We never dated. We never kissed. There was nothing to officially grieve. No break-up. No fallout. Just… life. And silence.

And maybe that’s why it still lingers. Because it was never closed. Because I never knew if I meant anything to her, the way she etched herself into me without even trying.

She was the girl who sang “The Rose” to me, once in front of a full bubble tea cafe. I was sitting at the middle table, and she went up to the CD player, put the disc in, and sang. Right there. In front of a crowd waiting for their drinks. Her voice, soft and a little shy, floated through the cafe. She sang for me.

And I… ignored her. Not fully. But enough to hurt her.
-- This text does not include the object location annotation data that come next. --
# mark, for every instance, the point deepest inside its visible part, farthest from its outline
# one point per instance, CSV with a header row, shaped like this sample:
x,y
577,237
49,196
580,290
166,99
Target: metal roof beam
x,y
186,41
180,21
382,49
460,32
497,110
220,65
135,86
Enough to dismiss what was so clearly a gesture of vulnerability and love. I was so caught up in my own storm that I couldn’t see what she was offering — not just her voice, but her heart.

Virginia really liked me — really liked me. She called me every day, no matter what. Sometimes, she’d even lock her cafe customers inside just to come upstairs and greet me when I came down from my office. For her birthday, I had a custom-made Winnie the Pooh made for her — the original brown version, not the Disney one.
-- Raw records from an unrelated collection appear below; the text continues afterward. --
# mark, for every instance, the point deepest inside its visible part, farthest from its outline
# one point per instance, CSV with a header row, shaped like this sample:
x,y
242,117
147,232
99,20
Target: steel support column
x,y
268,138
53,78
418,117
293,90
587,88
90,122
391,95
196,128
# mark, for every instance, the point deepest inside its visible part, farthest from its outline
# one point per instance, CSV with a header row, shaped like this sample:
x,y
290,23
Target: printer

I remember sitting on her bed one evening, holding that bear to my face. It smelled faintly of her — of soft skin and saliva, like she had been kissing it again and again. That was the kind of affection she offered me. Gentle. Unfiltered. Real.

I told her I loved her once — drunk, but sincere. Yet… I could never kiss her. I could never let it be real, because I was insecure – because I didn’t trust that something so kind, so open, could possibly be meant for someone like me. So I stayed frozen. Guarded.
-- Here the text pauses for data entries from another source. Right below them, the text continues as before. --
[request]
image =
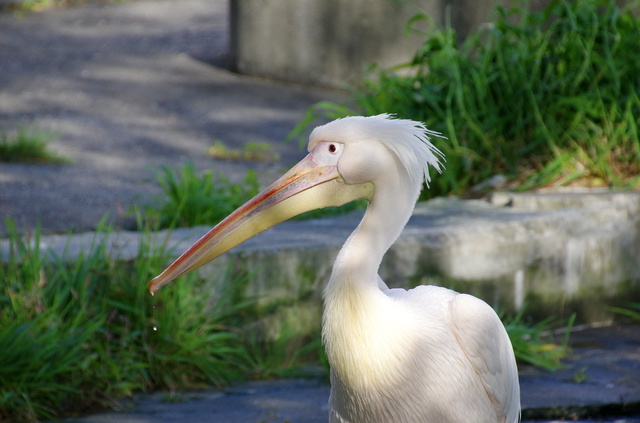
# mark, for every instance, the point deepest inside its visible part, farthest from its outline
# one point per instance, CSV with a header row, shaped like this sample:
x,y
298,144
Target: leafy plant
x,y
252,151
534,343
190,199
29,145
632,313
549,98
85,333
And in doing so — I let something beautiful wilt right in front of me.

One night, I said something cruel. I told her I didn’t even know why she bothered calling me. And just like that… she stopped.

I broke her. Not just her heart — her spirit. I saw it, even back then. And when I realized what I had done, it was too late.

It was a moment of unintentional cruelty. Not evil, but cruel all the same. The kind of careless dismissal that deserves a slap upside the head… maybe three. I wasn’t trying to hurt her. I just didn’t know how to love her the way she needed to be loved. And that makes it worse, not better.

I remember locking myself in the washroom at the office late at night, crying uncontrollably. I was shattered — broken beyond words. The security guards who patrolled the building knew me. They just let me be. They knew I wasn’t okay.

And it wasn’t just her. Everything was collapsing. My company, Loud Productions Inc. was in ruins. My partners had betrayed me. I lost over $100,000. I was exiled from home for a week. I felt like a failure. Like everything I touched, I tainted. And she… she was the one good thing I didn’t believe I deserved.

Over the years, I’ve come across her name – once on LinkedIn, maybe Facebook. Never a photo. Never a trail that led anywhere real. Just a digital whisper reminding me that she still exists somewhere in this world.

I didn’t dig. I didn’t message. I didn’t pry.

Not because I wasn’t curious. Of course I was. But part of me always knew: if she wanted to be found, she would’ve left a door slightly ajar.

Maybe she doesn’t want to remember me.

Whatever the truth is, I respect her silence. And I’m not here to disrupt it. I’m not seeking forgiveness. I’m not hoping to rewrite history.

I’m just here in the shadows, like some fool standing in the rain long after the storm passed, still hoping for a spark from a match I already soaked. Not to rekindle anything – just to know she’s warm, wherever she is.

All I know is: she was someone who meant more to me than I knew how to handle. And I, with all the wisdom of a soggy napkin, let her slip through my trembling hands. She was a muse I didn’t deserve – not because I was a villain, but because I was too wrapped in my own pain to notice the light in front of me.

And while I never really looked for her… I never really forgot her either.

This isn’t about longing. It’s not even about closure. It’s just the softest slap to my past self’s face. A head shake. A whisper: you fool.

Because if I had today’s soul, today’s spine, today’s heart – she might have been loved the way she deserved. Properly. Fully. Without fear.

But hindsight, like most wisdom, only arrives once the train has left.

And sometimes, that’s the part that stays.